Re: Is there another solution?
Because I am getting allot unfair criticism with my choice of words, and that of what some people assume of me. I am a women. Telling you this is against my better judgement spoiling the reason for telling my story. The unfair judgements, assumptions, and criticisms I was getting needs to be talked about. I am uncomfortable doing saying what I am about to. I don't think it has or should have anything to do with the story I told. But I need to response because so many things are wrong and need to be corrected.
Maybe, I tried to hard to conceal my gender of being a woman. Sounding more androgynous was what I wanted. Indicating no particular sex was a way I thought I could avoid sexism. I was wrong. I wanted to avoid being accused of sounding like "another emotionally over reacting female being emotional, because I felt unjustly victimize." Instead, I was accused by other women of being an insensitive sexist neanderthal male. My sexist fears came to be true. I did get unfairly judged with harsh insensitive sexist criticism, by those I thought wouldn't do it, but did. All based on metaphors, analogies, and colloquialisms to describe my situation and myself, I saw best.
My gender or that of the others involved in my situation should not matter. I don't have to be someone's "bitch;" I don't have to be dominated, feeling helpless, and lacking self-confidence. I don't like to refer to myself as a "victim," because of all the connotations our society has and places on female, when she is victimized. It is my choice to refer to myself "as not being someone's "bitch." A word I used in my situation to replace the phrase of being victimized. It doesn't matter if am male or female. The right of how I refer to myself in the way I wish is mine. It is not someone else's place to tell me how I should refer to myself or how I should feel regardless of their gender. I don't see how it is offensive when I was referring to no one else in anyway, but me.
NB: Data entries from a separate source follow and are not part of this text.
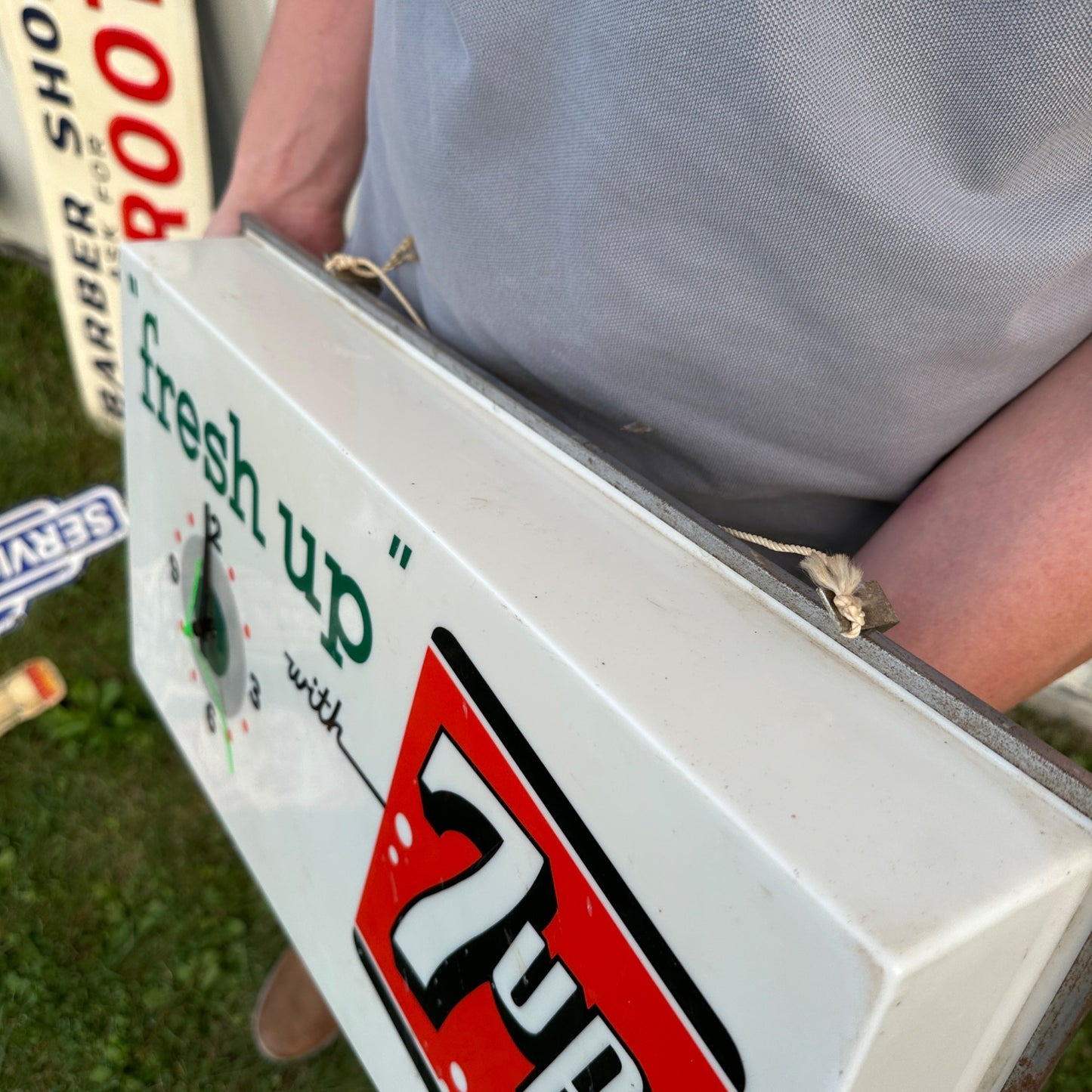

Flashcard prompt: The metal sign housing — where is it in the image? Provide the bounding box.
[122,226,1092,1092]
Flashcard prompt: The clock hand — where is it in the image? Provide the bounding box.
[193,505,216,640]
[182,561,204,638]
[182,555,235,773]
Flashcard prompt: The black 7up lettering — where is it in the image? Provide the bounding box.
[354,629,746,1092]
[391,731,648,1092]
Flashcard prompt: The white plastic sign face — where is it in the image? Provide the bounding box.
[125,238,1092,1092]
[0,0,212,429]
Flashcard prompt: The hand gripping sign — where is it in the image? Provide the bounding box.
[356,629,746,1092]
[0,485,129,635]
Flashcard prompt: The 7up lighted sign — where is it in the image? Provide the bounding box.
[355,629,746,1092]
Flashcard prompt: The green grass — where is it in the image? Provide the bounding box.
[0,261,370,1092]
[0,260,1092,1092]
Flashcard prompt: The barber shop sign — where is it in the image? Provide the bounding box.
[0,0,212,429]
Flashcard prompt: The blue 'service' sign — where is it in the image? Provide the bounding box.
[0,485,129,635]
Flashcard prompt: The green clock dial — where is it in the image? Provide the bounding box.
[169,505,261,772]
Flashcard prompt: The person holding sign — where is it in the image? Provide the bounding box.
[209,0,1092,1057]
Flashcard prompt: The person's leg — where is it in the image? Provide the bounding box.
[251,948,338,1062]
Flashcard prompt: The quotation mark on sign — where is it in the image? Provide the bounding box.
[387,535,413,569]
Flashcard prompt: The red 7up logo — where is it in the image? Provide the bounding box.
[356,630,744,1092]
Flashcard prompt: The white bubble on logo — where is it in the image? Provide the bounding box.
[451,1062,466,1092]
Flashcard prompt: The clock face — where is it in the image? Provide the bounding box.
[169,505,261,773]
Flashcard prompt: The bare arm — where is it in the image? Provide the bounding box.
[857,339,1092,709]
[206,0,373,255]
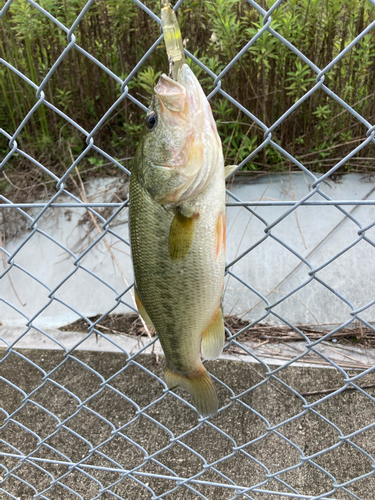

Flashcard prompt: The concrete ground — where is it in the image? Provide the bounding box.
[0,349,375,500]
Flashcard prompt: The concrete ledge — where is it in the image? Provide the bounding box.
[0,327,375,370]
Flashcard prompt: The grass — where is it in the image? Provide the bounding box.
[0,0,375,198]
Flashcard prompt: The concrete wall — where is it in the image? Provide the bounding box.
[0,173,375,328]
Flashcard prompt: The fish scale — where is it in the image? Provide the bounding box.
[129,60,225,416]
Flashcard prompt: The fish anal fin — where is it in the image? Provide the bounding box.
[169,212,197,262]
[134,287,154,328]
[165,365,218,417]
[201,307,225,359]
[224,165,238,180]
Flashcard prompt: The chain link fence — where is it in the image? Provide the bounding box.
[0,0,375,500]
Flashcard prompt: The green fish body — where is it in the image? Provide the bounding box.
[129,64,225,416]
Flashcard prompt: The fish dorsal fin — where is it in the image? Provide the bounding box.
[134,287,154,328]
[224,165,238,181]
[201,307,225,359]
[169,212,196,262]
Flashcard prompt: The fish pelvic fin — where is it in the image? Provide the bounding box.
[165,365,218,417]
[134,287,154,328]
[224,165,238,181]
[201,307,225,359]
[169,212,196,262]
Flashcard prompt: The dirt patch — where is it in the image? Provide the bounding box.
[60,313,375,347]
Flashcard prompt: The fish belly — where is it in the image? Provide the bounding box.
[130,169,225,374]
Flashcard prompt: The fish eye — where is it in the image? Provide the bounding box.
[146,113,158,130]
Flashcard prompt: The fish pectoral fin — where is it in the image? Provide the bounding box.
[201,307,225,359]
[169,212,196,262]
[224,165,238,181]
[134,287,154,328]
[165,365,218,417]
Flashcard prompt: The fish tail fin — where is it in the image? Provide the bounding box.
[201,307,225,359]
[165,365,218,417]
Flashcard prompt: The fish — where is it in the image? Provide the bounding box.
[129,3,232,417]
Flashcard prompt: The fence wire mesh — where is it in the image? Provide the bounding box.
[0,0,375,500]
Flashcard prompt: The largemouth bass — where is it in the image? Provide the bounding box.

I was hoping to avoid being seen in most common stereotypical view shared by both men and women of how we see women who are and portrayed as victims. I don't want to think of myself as a victim and all that it entails. To my best ability, I avoided that word using other words instead that didn't have the same negative connotations as a female victim does.
My actions now being seen under different circumstances will be re-evaluated in another light and criticized again. Mostly to relieve those who have some sense of violation after reading this. I realized the risk and vulnerability of making my story public. I never imagined it to be such a nightmare. Never in my wildest dreams would I have ever dreamed I would be writing this when I was telling my story.